Le Fonds monétaire international (FMI) a alerté le Sénégal sur une dette cachée de 7 milliards de dollars accumulée entre 2019 et 2024. Ce montant a été dissimulé par les autorités de l’ancien Président Macky Sall, ce qui a confirmé les conclusions de la Cour des comptes sénégalaise. Selon le FMI, cette dette « cachée » représente une sous-évaluation volontaire, et elle a contribué à fausser les chiffres officiels de la dette publique. Cette situation a des conséquences graves sur la situation économique du pays, notamment sur ses relations avec le FMI et la soutenabilité de sa dette.
Une gestion des finances publiques controversée
Le rapport du FMI confirme ce qui avait été révélé par la Cour des comptes en février 2025. Selon cette dernière, la dette publique du Sénégal, qui était officiellement estimée à plus de 70% du produit intérieur brut (PIB), s’élève en réalité à près de 100% du PIB. Cette sous-estimation de la dette a permis au gouvernement de présenter une situation financière plus saine qu’elle ne l’était réellement. En camouflant cette dette, les autorités ont pu emprunter davantage sur les marchés financiers à des taux plus favorables, tout en envoyant un signal positif aux investisseurs.
Le chef de la délégation du FMI, Eddy Gemayel, a précisé que cette manœuvre permettait au Sénégal de s’endetter davantage tout en bénéficiant de conditions de financement plus avantageuses. Cependant, cette pratique a creusé un déficit public important. Ce qui a conduit à la suspension d’un programme de prêt du FMI d’un montant de 1,8 milliard d’euros. Ce prêt, qui visait à soutenir l’économie sénégalaise, ne pourra être débloqué qu’une fois que les autorités sénégalaises auront pris des mesures pour identifier les mécanismes qui ont permis de dissimuler la réalité de la dette.
Une situation économique fragile
L’une des conséquences directes de cette dette cachée est la suspension de l’aide du FMI, un coup dur pour l’économie sénégalaise. Le gouvernement est appelé à prendre des mesures correctives, comme la centralisation des entités en charge de la gestion de la dette et la mise en place d’un compte unique pour le trésor public, afin de restaurer la confiance des créanciers et des institutions financières internationales. Le FMI a averti qu’il faudrait un réajustement significatif pour éviter qu’une telle situation ne se reproduise à l’avenir.
En parallèle, l’agence de notation Standard & Poor’s (S&P) a exprimé des doutes sur la capacité du Sénégal à redresser rapidement sa situation économique. Les intérêts de la dette atteindront 20% des recettes de l’État en 2025, contre 14% l’année précédente. Cette augmentation des charges liées à la dette publique pourrait nuire à la croissance économique du pays, malgré les perspectives prometteuses liées à l’exploitation des champs pétroliers et gaziers.

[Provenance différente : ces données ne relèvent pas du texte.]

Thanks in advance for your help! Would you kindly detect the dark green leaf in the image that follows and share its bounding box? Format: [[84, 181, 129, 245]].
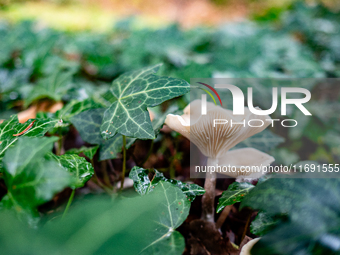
[[241, 175, 340, 255], [217, 182, 255, 213], [100, 64, 190, 139]]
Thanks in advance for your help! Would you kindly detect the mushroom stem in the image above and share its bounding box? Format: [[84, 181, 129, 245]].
[[201, 157, 218, 222]]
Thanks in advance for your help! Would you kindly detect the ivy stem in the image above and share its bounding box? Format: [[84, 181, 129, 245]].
[[120, 135, 127, 191], [62, 189, 75, 219], [201, 157, 217, 223]]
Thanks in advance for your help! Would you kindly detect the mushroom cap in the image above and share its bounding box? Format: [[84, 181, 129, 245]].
[[240, 238, 260, 255], [217, 148, 275, 178], [165, 100, 272, 159]]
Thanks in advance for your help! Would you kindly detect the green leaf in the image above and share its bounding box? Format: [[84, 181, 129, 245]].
[[65, 145, 99, 160], [216, 182, 255, 213], [129, 166, 205, 201], [0, 137, 73, 221], [0, 115, 59, 166], [0, 182, 189, 255], [100, 64, 190, 139], [234, 129, 285, 152], [241, 175, 340, 255], [25, 68, 75, 107], [45, 153, 94, 188]]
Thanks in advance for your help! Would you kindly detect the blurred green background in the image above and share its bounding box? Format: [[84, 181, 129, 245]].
[[0, 0, 339, 31]]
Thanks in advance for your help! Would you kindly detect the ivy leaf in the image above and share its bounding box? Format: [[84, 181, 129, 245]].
[[24, 68, 75, 107], [241, 175, 340, 255], [216, 182, 255, 213], [0, 115, 59, 166], [100, 64, 190, 140], [235, 129, 285, 152], [45, 153, 94, 188], [0, 137, 73, 221], [129, 166, 205, 201], [65, 145, 99, 160]]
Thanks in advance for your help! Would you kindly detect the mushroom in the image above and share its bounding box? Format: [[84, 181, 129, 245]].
[[240, 238, 260, 255], [218, 148, 275, 180], [165, 100, 273, 222]]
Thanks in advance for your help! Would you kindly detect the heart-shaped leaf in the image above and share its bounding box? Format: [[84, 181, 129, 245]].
[[129, 166, 205, 201], [45, 153, 94, 188], [0, 137, 73, 221], [217, 182, 255, 213], [100, 64, 190, 139]]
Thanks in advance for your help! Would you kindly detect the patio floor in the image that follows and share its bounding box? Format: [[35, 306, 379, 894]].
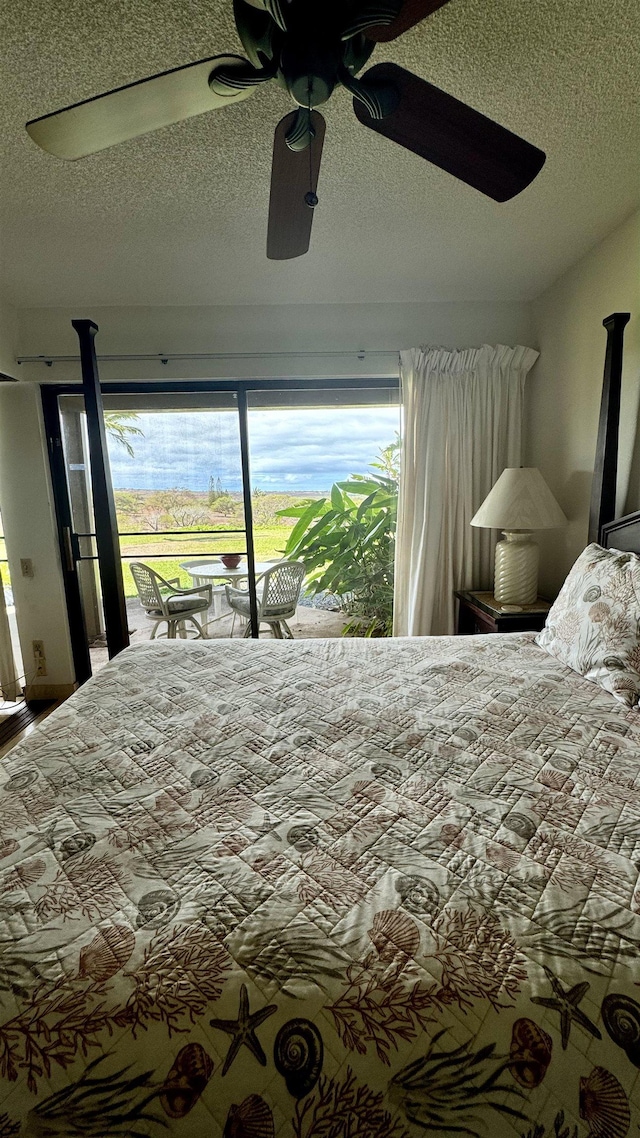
[[89, 595, 349, 672]]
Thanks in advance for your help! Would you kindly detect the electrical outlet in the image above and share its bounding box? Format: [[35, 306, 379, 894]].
[[32, 640, 47, 677], [20, 558, 34, 578]]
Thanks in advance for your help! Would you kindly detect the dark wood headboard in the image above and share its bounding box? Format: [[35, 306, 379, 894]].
[[589, 311, 632, 545], [601, 512, 640, 552]]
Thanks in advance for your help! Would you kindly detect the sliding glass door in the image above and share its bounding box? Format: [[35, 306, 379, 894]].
[[46, 390, 254, 674], [247, 386, 400, 638], [43, 378, 399, 681]]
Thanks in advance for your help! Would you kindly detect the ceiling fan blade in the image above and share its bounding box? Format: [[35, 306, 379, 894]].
[[353, 62, 545, 201], [366, 0, 451, 42], [26, 54, 255, 160], [267, 110, 326, 260]]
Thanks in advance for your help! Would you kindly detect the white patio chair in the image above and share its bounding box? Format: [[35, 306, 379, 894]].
[[130, 562, 212, 640], [179, 561, 229, 623], [225, 560, 305, 639]]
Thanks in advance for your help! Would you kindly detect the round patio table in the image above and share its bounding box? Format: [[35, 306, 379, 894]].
[[179, 560, 274, 630], [179, 560, 273, 584]]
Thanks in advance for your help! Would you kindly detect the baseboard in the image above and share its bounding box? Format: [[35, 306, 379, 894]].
[[24, 682, 77, 703]]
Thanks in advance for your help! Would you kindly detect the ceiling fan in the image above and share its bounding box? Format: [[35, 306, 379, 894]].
[[26, 0, 546, 261]]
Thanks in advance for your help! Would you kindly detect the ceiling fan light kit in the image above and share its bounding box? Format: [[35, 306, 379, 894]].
[[25, 0, 546, 260]]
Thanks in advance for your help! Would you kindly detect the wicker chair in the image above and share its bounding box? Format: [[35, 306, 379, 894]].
[[178, 561, 229, 624], [225, 561, 305, 639], [130, 562, 212, 640]]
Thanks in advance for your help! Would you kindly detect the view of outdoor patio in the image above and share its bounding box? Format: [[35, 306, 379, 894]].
[[59, 391, 400, 670]]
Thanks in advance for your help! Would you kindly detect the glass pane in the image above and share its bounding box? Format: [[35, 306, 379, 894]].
[[246, 386, 400, 639], [58, 397, 108, 671], [60, 392, 247, 668]]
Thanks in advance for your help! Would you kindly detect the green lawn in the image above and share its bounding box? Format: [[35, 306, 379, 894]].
[[0, 526, 295, 599], [118, 524, 293, 596], [0, 538, 9, 589]]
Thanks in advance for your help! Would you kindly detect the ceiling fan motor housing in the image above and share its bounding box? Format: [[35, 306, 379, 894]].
[[280, 39, 339, 106], [235, 0, 375, 106]]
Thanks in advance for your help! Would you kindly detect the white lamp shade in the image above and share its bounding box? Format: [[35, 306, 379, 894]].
[[470, 467, 568, 531]]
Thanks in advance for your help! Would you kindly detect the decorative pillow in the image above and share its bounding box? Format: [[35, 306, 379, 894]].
[[536, 543, 640, 707]]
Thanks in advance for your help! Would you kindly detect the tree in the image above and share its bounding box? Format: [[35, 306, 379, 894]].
[[210, 493, 236, 518], [370, 432, 400, 481], [153, 488, 209, 529], [113, 490, 146, 525], [104, 412, 144, 458], [208, 475, 226, 505]]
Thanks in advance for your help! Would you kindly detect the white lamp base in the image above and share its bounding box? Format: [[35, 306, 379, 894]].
[[494, 532, 539, 605]]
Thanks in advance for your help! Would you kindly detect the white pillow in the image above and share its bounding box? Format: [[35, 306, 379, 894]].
[[536, 543, 640, 707]]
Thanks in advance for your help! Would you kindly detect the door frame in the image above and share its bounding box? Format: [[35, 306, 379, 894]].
[[42, 376, 400, 684], [73, 320, 130, 659], [41, 388, 92, 684]]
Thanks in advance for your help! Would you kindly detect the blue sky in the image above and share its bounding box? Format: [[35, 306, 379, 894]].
[[107, 407, 400, 492]]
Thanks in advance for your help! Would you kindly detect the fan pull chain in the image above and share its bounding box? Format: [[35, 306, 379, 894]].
[[304, 83, 318, 209]]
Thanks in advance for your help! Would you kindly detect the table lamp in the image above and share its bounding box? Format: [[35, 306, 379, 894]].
[[470, 468, 567, 605]]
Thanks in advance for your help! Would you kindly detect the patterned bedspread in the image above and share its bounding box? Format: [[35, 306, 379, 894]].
[[0, 633, 640, 1137]]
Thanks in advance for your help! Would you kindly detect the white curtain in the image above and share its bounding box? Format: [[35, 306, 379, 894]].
[[393, 343, 539, 637]]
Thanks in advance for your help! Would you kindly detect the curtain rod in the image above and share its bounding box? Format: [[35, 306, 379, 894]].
[[17, 349, 401, 366]]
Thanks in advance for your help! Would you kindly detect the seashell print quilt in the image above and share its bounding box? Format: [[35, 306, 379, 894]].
[[1, 634, 640, 1136]]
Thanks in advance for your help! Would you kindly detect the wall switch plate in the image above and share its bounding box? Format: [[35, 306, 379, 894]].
[[32, 640, 47, 677], [20, 558, 34, 578]]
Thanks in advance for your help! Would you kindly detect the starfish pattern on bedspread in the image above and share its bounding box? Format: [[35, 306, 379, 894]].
[[530, 967, 601, 1050], [209, 983, 277, 1074]]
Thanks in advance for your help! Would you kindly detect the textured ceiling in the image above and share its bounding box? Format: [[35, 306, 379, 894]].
[[0, 0, 638, 307]]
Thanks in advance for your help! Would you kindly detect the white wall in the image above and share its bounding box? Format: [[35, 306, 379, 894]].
[[4, 237, 639, 664], [16, 301, 533, 383], [526, 209, 640, 597], [4, 247, 640, 662], [0, 299, 17, 380], [0, 384, 75, 697], [4, 297, 533, 682], [0, 305, 83, 696]]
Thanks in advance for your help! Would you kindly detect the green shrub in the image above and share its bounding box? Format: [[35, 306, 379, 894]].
[[278, 442, 398, 637]]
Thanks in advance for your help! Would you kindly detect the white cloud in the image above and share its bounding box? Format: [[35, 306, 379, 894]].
[[107, 405, 399, 492]]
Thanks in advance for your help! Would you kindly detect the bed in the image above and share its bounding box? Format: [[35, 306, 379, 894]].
[[2, 630, 640, 1138], [0, 313, 637, 1138]]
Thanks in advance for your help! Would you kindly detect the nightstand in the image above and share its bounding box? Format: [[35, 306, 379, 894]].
[[455, 590, 551, 635]]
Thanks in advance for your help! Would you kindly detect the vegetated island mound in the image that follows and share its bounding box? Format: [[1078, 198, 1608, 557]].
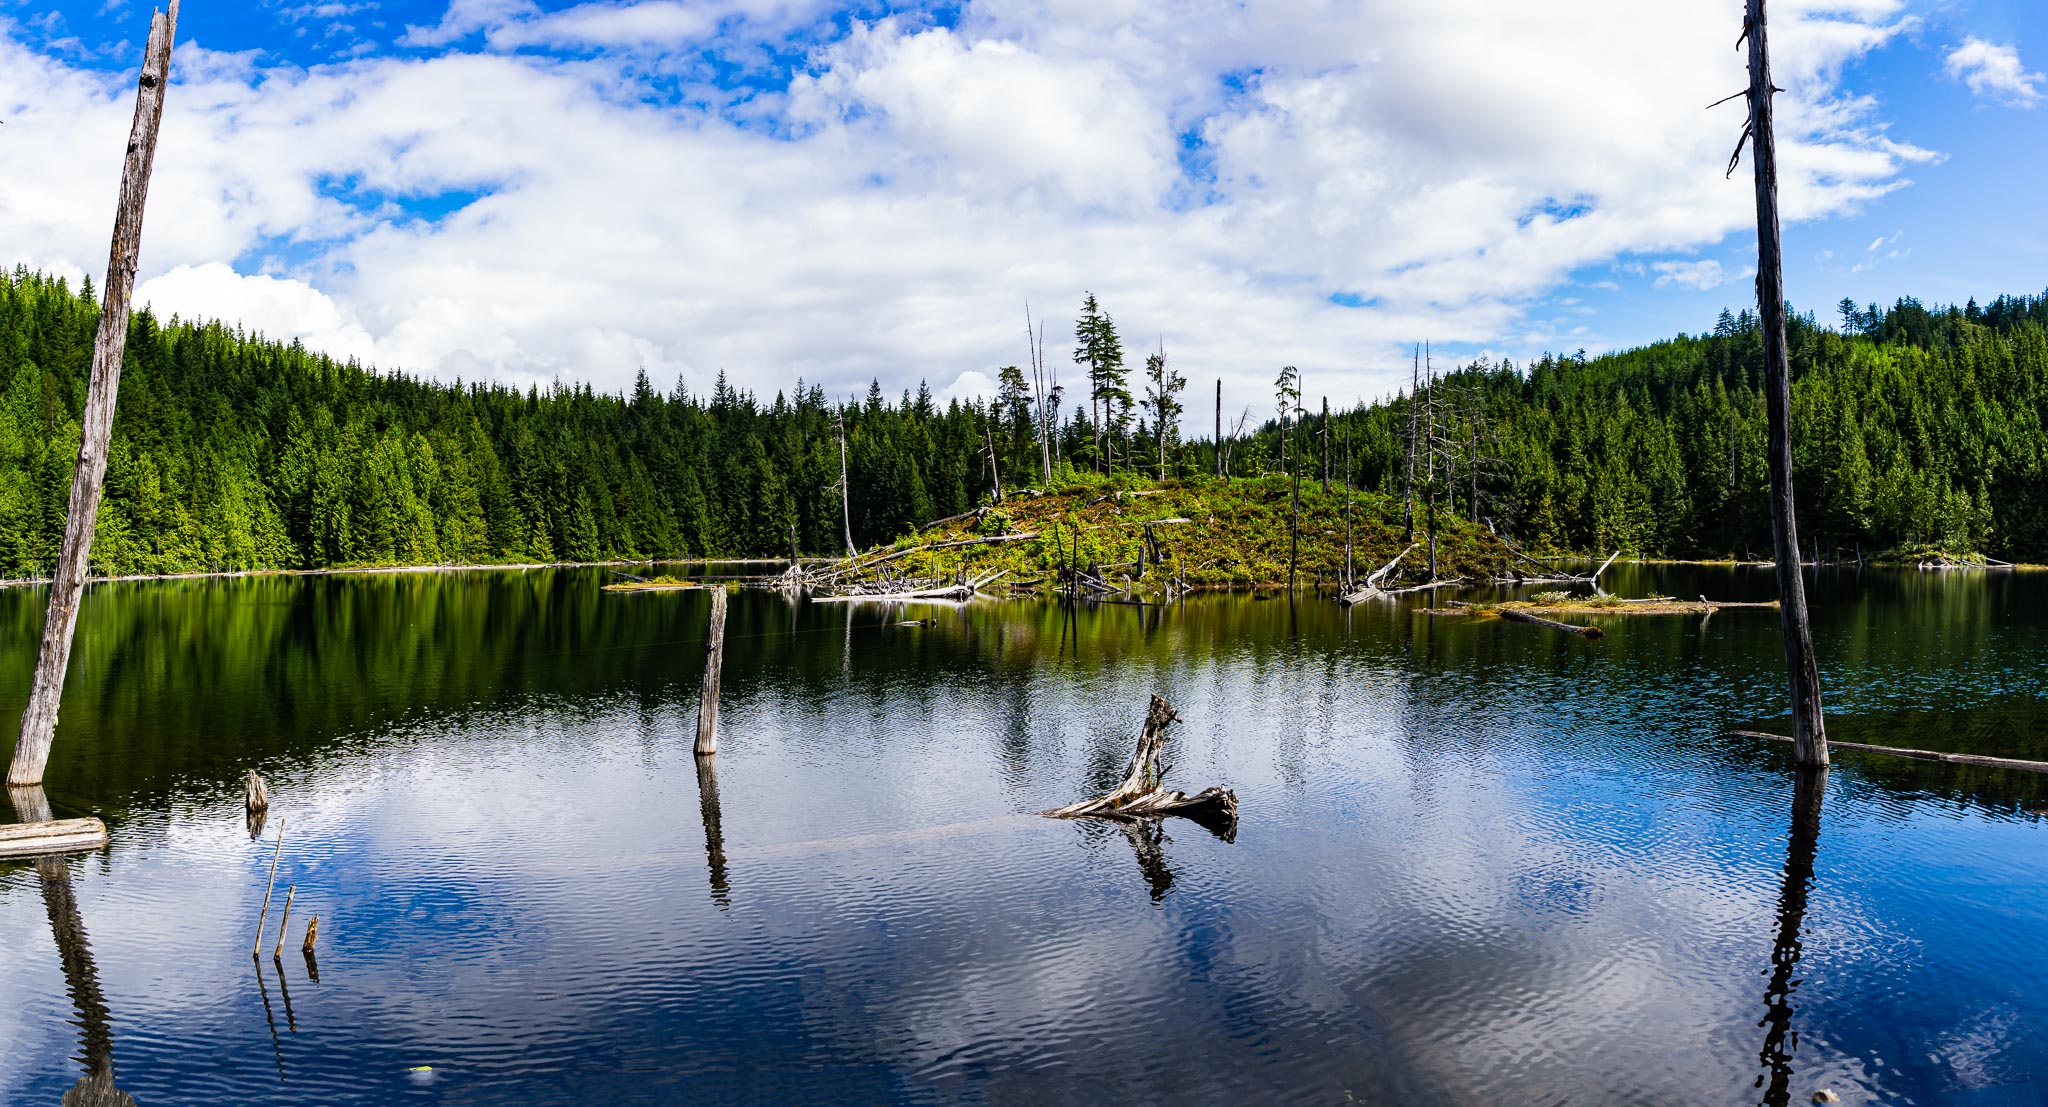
[[858, 474, 1515, 593]]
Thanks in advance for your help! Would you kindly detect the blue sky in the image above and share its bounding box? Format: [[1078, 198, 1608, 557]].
[[2, 0, 2043, 412]]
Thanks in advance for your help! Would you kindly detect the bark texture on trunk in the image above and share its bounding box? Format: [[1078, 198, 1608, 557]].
[[10, 2, 180, 787], [1744, 0, 1827, 766], [694, 588, 728, 756]]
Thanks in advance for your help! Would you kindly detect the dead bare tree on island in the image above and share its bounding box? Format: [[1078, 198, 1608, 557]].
[[1402, 346, 1420, 543], [9, 1, 180, 787], [1726, 0, 1828, 766], [833, 410, 856, 559]]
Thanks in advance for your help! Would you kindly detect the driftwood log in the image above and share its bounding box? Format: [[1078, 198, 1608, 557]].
[[1499, 607, 1604, 638], [1339, 542, 1420, 605], [1042, 696, 1237, 829], [0, 818, 110, 860]]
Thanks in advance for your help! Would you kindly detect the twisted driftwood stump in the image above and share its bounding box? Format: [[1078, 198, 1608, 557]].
[[1042, 695, 1237, 831]]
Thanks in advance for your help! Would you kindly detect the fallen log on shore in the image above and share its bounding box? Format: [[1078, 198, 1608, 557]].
[[1339, 542, 1420, 605], [1041, 695, 1237, 830], [811, 584, 976, 603], [1498, 607, 1604, 638], [1729, 730, 2048, 774]]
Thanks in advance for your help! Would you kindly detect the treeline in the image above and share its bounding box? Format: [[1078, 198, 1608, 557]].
[[5, 263, 2048, 574], [1291, 294, 2048, 560], [0, 268, 1015, 574]]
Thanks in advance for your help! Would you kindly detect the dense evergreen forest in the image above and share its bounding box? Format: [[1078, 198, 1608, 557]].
[[2, 265, 2046, 576]]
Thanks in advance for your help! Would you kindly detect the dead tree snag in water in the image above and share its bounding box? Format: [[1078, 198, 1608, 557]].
[[1042, 695, 1236, 831], [1731, 0, 1827, 766], [10, 1, 180, 787], [694, 588, 728, 756]]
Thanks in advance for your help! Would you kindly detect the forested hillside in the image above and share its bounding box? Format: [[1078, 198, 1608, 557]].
[[1314, 294, 2048, 560], [3, 264, 2047, 576]]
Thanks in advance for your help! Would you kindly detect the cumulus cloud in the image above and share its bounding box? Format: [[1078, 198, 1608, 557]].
[[1651, 260, 1732, 292], [1, 0, 1935, 414], [1944, 37, 2044, 107]]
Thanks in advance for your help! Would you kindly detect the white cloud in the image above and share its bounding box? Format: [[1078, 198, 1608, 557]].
[[1944, 37, 2044, 108], [1650, 260, 1733, 292], [0, 0, 1935, 417], [1850, 230, 1908, 274], [136, 262, 381, 363]]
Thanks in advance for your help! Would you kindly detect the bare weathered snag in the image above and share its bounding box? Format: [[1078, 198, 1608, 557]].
[[302, 915, 319, 956], [1735, 0, 1827, 766], [10, 1, 180, 787], [694, 588, 728, 756], [1042, 695, 1236, 830], [246, 770, 269, 813]]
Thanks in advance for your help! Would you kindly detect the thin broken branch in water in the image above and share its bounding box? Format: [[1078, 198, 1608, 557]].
[[1729, 730, 2048, 775], [1041, 695, 1237, 832], [254, 818, 286, 959]]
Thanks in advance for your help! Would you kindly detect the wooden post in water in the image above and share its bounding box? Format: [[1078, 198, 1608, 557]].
[[273, 885, 295, 960], [9, 1, 180, 788], [694, 588, 728, 756], [1739, 0, 1827, 766]]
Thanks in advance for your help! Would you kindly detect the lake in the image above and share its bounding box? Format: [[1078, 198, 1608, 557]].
[[3, 565, 2047, 1105]]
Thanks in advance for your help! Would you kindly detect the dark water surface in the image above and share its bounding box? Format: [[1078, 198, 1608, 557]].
[[3, 565, 2047, 1105]]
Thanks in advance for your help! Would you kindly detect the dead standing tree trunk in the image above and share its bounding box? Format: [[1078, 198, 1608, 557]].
[[1734, 0, 1827, 766], [10, 1, 180, 787], [834, 412, 857, 560], [1042, 695, 1236, 828], [694, 588, 728, 756], [1215, 379, 1223, 478]]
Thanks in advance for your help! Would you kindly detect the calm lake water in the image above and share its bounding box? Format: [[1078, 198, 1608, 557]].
[[3, 565, 2047, 1105]]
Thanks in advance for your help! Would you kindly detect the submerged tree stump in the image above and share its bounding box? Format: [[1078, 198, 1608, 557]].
[[246, 770, 269, 814], [1042, 695, 1237, 830]]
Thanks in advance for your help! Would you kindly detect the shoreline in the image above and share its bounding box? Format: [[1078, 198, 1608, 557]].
[[0, 557, 817, 591]]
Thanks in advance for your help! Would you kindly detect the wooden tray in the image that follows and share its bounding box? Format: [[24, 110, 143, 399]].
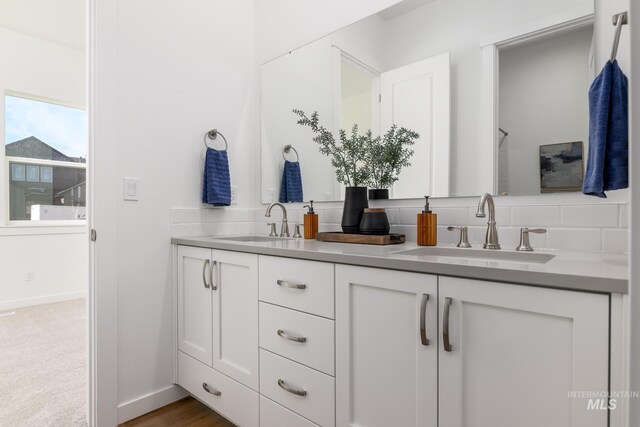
[[315, 232, 405, 245]]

Le plan du gouvernement sénégalais
Face à ces révélations, le gouvernement sénégalais, dirigé par le Premier ministre Ousmane Sonko, a présenté un plan visant à réduire les déficits budgétaires à 3% du PIB d’ici 2027. Cependant, cet ajustement reste un défi de taille, d’autant plus que le pays doit jongler avec des incertitudes économiques, notamment la dynamique de la croissance liée aux ressources naturelles. Le gouvernement envisage également une seconde phase de réduction des prix des produits de première nécessité, comme il l’a fait quelques mois après l’arrivée au pouvoir du Pastef, le parti de Sonko.
Le Premier ministre a exprimé de vives critiques à l’égard de la gestion des finances sous l’administration de Macky Sall. Lors d’une séance de questions au gouvernement, il a qualifié le rapport de la Cour des comptes de « catastrophe » et a souligné qu’il était nécessaire pour le pays de « se ressaisir ». Cependant, cette position n’a pas manqué de provoquer des réactions dans l’opposition, qui a remis en question la crédibilité du rapport et de la gestion actuelle.
Équilibre entre réduction des déficits et maintien de la croissance
Le débat autour de la gestion de la dette a également pris une dimension politique. L’opposition sénégalaise a vivement réagi à l’annonce de la dette cachée, certains députés critiquant le gouvernement pour son manque de transparence et son incapacité à assumer la gestion des finances publiques. Les tensions politiques se sont intensifiées, notamment après les révélations du rapport de la Cour des comptes, qui ont mis en lumière des erreurs de gestion et des irrégularités dans la comptabilité publique.
Le Premier ministre Sonko a insisté sur la nécessité de faire face à cette réalité et d’adopter des mesures qui permettent au Sénégal de rétablir sa crédibilité économique et financière. Cependant, il a rejeté l’idée de recourir à des mesures d’austérité drastiques. Le chef du gouvernement a insisté que le pays devait trouver un équilibre entre la réduction des déficits et le maintien de la croissance économique.